Foi um ano cheio de comemorações. A efeméride principal do 2008 cultural, o cinqüentenário da Bossa Nova, foi festejada com centenas de shows, eventos, mostras, CDs, DVDs e livros. Foram homenageados todos os responsáveis pelo estilo que alterou a música mundial, provocou uma revolução de costumes no Brasil e que foi (por incrível que possa parecer hoje) a primeira “onda jovem” do País.
Os vivos, como Carlos Lyra, Johnny Alf, Roberto Menescal, Wanda Sá, Marcos Valle e tantos outros, não pararam no Rio de Janeiro, foram para todos os cantos do planeta relembrarem seus sucessos. Os que já partiram, como Tom Jobim, Vinícius de Moraes e Newton Mendonça, foram lembrados a cada instante.
Mas está passando o ano, 2009 está chegando. E o grande responsável por toda esta revolução apareceu por apenas dois meses e depois sumiu. Hoje voltou ao quase esquecimento a que foi relegado pela indústria cultural brasileira. Mas quem é ele mesmo? João Gilberto Prado Pereira de Oliveira é, em parte, culpado pelo próprio esquecimento.
Há mais de 25 anos vivendo recluso, em um apartamento no Leblon, área nobre do Rio de Janeiro, o cantor, violonista e compositor prefere a solidão à convivência. Não consegue mais passear como seus iguais. Só sai à rua para cumprir suas obrigações de artista (shows e uma insólita participação em um comercial da Vale). De resto, comunica-se com os poucos amigos por telefone e não conhece sequer o cidadão que entrega seu almoço e seu jantar. Agindo assim, fica difícil manter viva uma chama de cinqüenta anos.
Mas a outra parte culpada está fora do pequeno mundo de João Gilberto. Para o que se considera hoje “música popular”, a Bossa Nova não serve. Acima do estilo musical, o que interessa é a “atitude”, aquela que é revelada não nas músicas e nos discos, mas no dia-a-dia das ditas celebridades. Hoje, importa mais saber quem Madonna beijou no Brasil do que como foram suas apresentações no Rio de Janeiro e em São Paulo. No início da semana, um site de fofocas tinha esta como sua principal manchete: “Ivete Sangalo curte momento preguiça em casa”.

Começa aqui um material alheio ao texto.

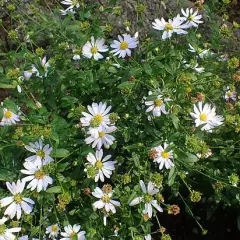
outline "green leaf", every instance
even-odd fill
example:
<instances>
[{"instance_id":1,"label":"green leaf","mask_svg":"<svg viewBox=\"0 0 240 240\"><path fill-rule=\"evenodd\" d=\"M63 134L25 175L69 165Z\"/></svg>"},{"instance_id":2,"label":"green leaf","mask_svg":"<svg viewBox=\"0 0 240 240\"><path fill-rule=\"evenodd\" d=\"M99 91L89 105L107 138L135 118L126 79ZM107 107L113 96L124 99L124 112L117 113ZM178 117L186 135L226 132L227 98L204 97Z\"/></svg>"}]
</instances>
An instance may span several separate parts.
<instances>
[{"instance_id":1,"label":"green leaf","mask_svg":"<svg viewBox=\"0 0 240 240\"><path fill-rule=\"evenodd\" d=\"M9 108L10 110L12 110L13 112L17 113L18 112L18 107L16 105L15 102L11 101L11 100L5 100L4 101L4 105Z\"/></svg>"},{"instance_id":2,"label":"green leaf","mask_svg":"<svg viewBox=\"0 0 240 240\"><path fill-rule=\"evenodd\" d=\"M132 89L134 87L134 85L135 85L135 82L123 82L123 83L119 84L117 86L117 88L119 88L121 90L125 89L125 88Z\"/></svg>"},{"instance_id":3,"label":"green leaf","mask_svg":"<svg viewBox=\"0 0 240 240\"><path fill-rule=\"evenodd\" d=\"M60 193L60 192L62 192L62 189L61 189L60 186L54 186L54 187L48 188L46 190L46 192L48 192L48 193Z\"/></svg>"},{"instance_id":4,"label":"green leaf","mask_svg":"<svg viewBox=\"0 0 240 240\"><path fill-rule=\"evenodd\" d=\"M129 227L128 230L138 233L138 230L135 227Z\"/></svg>"},{"instance_id":5,"label":"green leaf","mask_svg":"<svg viewBox=\"0 0 240 240\"><path fill-rule=\"evenodd\" d=\"M180 122L179 118L174 115L174 114L170 114L170 118L172 119L172 123L173 123L173 126L178 129L178 124Z\"/></svg>"},{"instance_id":6,"label":"green leaf","mask_svg":"<svg viewBox=\"0 0 240 240\"><path fill-rule=\"evenodd\" d=\"M185 153L180 149L175 149L175 153L181 162L187 163L190 166L193 166L193 164L198 161L197 156L193 155L192 153Z\"/></svg>"},{"instance_id":7,"label":"green leaf","mask_svg":"<svg viewBox=\"0 0 240 240\"><path fill-rule=\"evenodd\" d=\"M63 158L63 157L67 157L68 155L69 155L69 151L64 148L56 149L52 154L52 156L56 158Z\"/></svg>"},{"instance_id":8,"label":"green leaf","mask_svg":"<svg viewBox=\"0 0 240 240\"><path fill-rule=\"evenodd\" d=\"M130 76L134 76L136 78L142 73L142 68L139 68L139 67L132 68L129 73L130 73Z\"/></svg>"},{"instance_id":9,"label":"green leaf","mask_svg":"<svg viewBox=\"0 0 240 240\"><path fill-rule=\"evenodd\" d=\"M171 168L168 174L168 186L171 186L174 184L176 176L177 176L177 171L176 171L176 168L173 167Z\"/></svg>"},{"instance_id":10,"label":"green leaf","mask_svg":"<svg viewBox=\"0 0 240 240\"><path fill-rule=\"evenodd\" d=\"M145 63L143 65L144 71L148 74L148 75L152 75L152 68L148 63Z\"/></svg>"},{"instance_id":11,"label":"green leaf","mask_svg":"<svg viewBox=\"0 0 240 240\"><path fill-rule=\"evenodd\" d=\"M11 182L15 177L16 174L14 174L12 171L0 167L0 181Z\"/></svg>"},{"instance_id":12,"label":"green leaf","mask_svg":"<svg viewBox=\"0 0 240 240\"><path fill-rule=\"evenodd\" d=\"M240 216L238 216L237 222L238 222L238 230L240 231Z\"/></svg>"},{"instance_id":13,"label":"green leaf","mask_svg":"<svg viewBox=\"0 0 240 240\"><path fill-rule=\"evenodd\" d=\"M77 234L73 235L72 240L78 240L78 235Z\"/></svg>"}]
</instances>

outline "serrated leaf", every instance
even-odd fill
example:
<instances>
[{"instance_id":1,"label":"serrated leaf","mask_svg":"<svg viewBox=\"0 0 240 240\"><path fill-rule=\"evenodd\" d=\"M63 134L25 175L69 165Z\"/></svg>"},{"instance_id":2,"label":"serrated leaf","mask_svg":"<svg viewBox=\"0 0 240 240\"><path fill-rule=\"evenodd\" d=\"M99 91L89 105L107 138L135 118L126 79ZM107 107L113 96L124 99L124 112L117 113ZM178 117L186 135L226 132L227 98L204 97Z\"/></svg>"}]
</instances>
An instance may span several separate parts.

O texto? “Ivete Sangalo está com preguiça. A cantora postou estas fotos em seu blog, onde aparece de camiseta deitada em sua cama e brincando com sua cachorrinha. Ela ainda escreveu o seguinte comentário: “Eu tava precisando dessa moleza. Amo voltar para minha casinha e ter tempo de bater papinho com vocês”. Então tá, Ivete, você pode! Segunda é o dia internacional da preguiça, mesmo!”.

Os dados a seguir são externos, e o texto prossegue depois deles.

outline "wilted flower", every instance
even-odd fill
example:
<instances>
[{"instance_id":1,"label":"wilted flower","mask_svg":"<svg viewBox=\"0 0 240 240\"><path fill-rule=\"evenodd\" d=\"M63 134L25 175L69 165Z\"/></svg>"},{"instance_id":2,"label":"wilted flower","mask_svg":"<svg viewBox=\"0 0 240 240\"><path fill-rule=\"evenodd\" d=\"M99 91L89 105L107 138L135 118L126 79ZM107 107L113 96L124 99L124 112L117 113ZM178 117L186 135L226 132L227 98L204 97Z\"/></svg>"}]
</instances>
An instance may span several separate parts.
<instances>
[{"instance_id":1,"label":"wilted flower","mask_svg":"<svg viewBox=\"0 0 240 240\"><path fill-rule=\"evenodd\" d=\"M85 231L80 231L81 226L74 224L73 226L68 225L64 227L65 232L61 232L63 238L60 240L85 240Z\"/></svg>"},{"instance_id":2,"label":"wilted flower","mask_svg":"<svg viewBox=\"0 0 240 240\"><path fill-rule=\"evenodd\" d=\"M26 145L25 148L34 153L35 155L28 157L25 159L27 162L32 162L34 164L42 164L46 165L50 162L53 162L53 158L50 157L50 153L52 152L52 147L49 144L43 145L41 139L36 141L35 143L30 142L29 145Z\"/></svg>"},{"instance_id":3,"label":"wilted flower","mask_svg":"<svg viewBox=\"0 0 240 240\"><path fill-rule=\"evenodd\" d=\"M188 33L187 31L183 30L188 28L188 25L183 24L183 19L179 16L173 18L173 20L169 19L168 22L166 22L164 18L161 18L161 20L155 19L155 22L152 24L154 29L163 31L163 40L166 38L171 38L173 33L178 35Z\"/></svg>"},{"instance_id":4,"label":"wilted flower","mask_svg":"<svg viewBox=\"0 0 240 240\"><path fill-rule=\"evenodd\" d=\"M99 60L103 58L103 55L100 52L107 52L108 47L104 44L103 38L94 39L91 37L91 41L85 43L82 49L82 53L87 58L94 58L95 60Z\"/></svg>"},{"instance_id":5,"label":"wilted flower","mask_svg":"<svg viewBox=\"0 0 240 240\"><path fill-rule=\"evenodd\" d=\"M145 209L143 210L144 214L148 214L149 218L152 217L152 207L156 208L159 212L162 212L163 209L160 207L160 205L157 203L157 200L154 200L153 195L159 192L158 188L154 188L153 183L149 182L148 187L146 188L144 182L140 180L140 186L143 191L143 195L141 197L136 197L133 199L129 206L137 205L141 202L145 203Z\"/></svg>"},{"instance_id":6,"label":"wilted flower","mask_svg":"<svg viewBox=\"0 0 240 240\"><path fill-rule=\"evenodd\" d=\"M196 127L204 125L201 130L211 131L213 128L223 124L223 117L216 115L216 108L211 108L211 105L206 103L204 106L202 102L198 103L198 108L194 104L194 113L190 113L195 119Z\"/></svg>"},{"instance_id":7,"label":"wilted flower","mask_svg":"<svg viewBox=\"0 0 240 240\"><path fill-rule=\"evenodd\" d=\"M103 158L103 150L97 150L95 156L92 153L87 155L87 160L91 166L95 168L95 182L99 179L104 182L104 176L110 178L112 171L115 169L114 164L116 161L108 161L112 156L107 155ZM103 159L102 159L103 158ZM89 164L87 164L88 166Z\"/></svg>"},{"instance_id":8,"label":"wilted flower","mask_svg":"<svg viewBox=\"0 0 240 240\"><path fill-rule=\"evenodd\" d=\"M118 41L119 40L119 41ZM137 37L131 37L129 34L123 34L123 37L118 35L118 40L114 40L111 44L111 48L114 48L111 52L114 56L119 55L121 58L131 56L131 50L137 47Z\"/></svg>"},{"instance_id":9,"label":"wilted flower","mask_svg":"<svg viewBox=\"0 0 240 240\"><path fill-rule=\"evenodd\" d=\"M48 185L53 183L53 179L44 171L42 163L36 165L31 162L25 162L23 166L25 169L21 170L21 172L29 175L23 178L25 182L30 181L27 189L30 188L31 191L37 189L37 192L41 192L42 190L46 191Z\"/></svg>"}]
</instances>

Neste mundo João Gilberto não cabe. João se apresenta de terno, tem uma vida (apesar de reclusa) “normal”, quer simplesmente fazer boa música – e por isso reclama do sistema de som e do ar-condicionado de determinadas casas de espetáculo. E tocar violão e cantar não estão entre as principais virtudes esperadas pelos empresários para um músico fazer sucesso.
João, com seu jeito meio estranho, mudou a história da música mundial. Como diz o jornalista e pesquisador Zuza Homem de Mello, somente com Tom Jobim e Vinícius de Moraes haveria uma “apenas” música brasileira sofisticada. Com João Gilberto, surgiu a Bossa Nova, um gênero que não tinha explicação e nem genealogia – apesar de muitos “estudiosos’ garantirem que ela vem do jazz.
A Bossa de João, a Bossa Nova original, não é a Bossa que foi apresentada nos shows realizados em todo o País. Nem mesmo nas apresentações de Roberto Carlos e Caetano Veloso, que foram próximas, mas não tinham a essência. João Gilberto trouxe do samba a sua “receita”, sintetizando todas as batidas em uma só. Tom disse na apresentação do primeiro disco de João, Chega de Saudade: “Quando o violão acompanha João, o violão é ele.
Quando a orquestra o acompanha, a orquestra é ele”. Ouça com atenção qualquer música dele, prenda sua atenção à junção voz-violão, e perceba que nada mais é necessário. A Bossa de João está toda contida ali, o resto é supérfluo.
E é por isso que poucos se atrevem a regravar clássicos de seu repertório. Músicas como Aos Pés da Cruz, Preconceito, Louco, Lígia e Da Cor do Pecado não ficam iguais com outros intérpretes. Mesmo as manjadíssimas Chega de Saudade, Desafinado e Garota de Ipanema têm outra cara quando cantadas por João Gilberto.
João criou a Bossa Nova. Hoje, mesmo longe dos holofotes, ele ainda é grande. Talvez maior que a própria Bossa. E, quem sabe, o 2009 que está chegando seja um ano de reverência ao maior cantor da história da nossa música popular.